We can also always define stricter forms that take into account additional types of dependencies and constraints. The idea behind domain-key normal form is to specify, (theoretically, at least) the "ultimate normal form" that takes into account all possible dependencies and constraints. A relation is said to be in DKNF if all constraints and dependencies that should hold on the relation can be enforced simply by enforcing the domain constraints and the key constraints specified on the relation.

For a relation in DKNF, it becomes very straightforward to enforce the constraints by simply checking that each attribute value in a tuple is of the appropriate domain and that every key constraint on the relation is enforced. However, it seems unlikely that complex constraints can be included in a DKNF relation; hence, its practical utility is limited.

Notes:

1. Most of the modern DBMS systems offer "some kind" of DKNF normalization, by giving the designer the opportunity to assign domain and specific properties (such as key specification) to each attribute of a relation part of a schema. However, that's NOT a guarantee that the resulted relation is in DKNF.

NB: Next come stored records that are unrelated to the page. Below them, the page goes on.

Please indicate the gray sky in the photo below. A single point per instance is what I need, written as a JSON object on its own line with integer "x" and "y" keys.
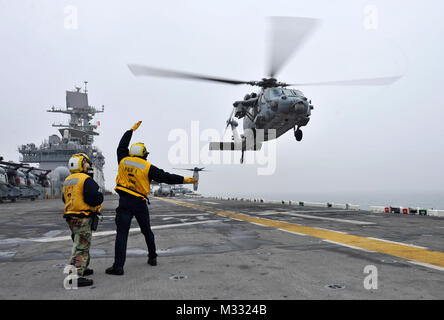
{"x": 358, "y": 139}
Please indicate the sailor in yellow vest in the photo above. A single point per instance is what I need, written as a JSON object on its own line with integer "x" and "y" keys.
{"x": 82, "y": 203}
{"x": 133, "y": 186}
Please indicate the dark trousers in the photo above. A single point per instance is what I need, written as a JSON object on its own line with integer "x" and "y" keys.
{"x": 129, "y": 207}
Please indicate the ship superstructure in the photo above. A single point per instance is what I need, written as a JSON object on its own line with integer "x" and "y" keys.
{"x": 75, "y": 137}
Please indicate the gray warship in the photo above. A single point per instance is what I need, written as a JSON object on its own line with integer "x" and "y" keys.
{"x": 75, "y": 137}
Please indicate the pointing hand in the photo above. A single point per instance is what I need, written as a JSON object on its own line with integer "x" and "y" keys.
{"x": 136, "y": 125}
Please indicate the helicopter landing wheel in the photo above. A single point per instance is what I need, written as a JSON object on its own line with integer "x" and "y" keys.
{"x": 298, "y": 134}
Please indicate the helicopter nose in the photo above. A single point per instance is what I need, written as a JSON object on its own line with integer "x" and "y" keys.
{"x": 299, "y": 107}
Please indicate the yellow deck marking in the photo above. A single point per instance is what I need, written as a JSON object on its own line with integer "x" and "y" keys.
{"x": 421, "y": 255}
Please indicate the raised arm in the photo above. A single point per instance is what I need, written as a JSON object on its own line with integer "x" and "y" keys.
{"x": 122, "y": 149}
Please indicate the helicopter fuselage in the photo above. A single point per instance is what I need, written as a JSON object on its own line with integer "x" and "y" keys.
{"x": 278, "y": 109}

2. The relationship between the 7 levels of normalization (1 through 5, plus BCNF and DKNF) can intuitively be represented as layered, concentric circles, with the largest circle as the 1NF, then a smaller, inside circle as the 2NF, and so on, the smallest circle being the DKNF. This is because a relation is defined as being in a given normal form (let's say 2NF) if and only if it is already in the immediately previous normal form (i.e., 1NF) and satisfies additional requirements.

REFERENCES

Elmasri, R., & Navathe, S. (1994). Fundamentals of Database Systems. 2nd ed. Redwood City, CA: The Benjamin/Cummings Publishing Co. pp. 143 – 144, 401, 407 – 409, 435, 438, 440, 442 - 443.

¹Rettig, Marc. (1995). Database Programming & Design. Miller Freeman, Inc.

²Date, C. J. (1990). An Introduction to Database Systems. 5th ed. Volume I. Reading, MA: Addison-Wesley Publishing Company.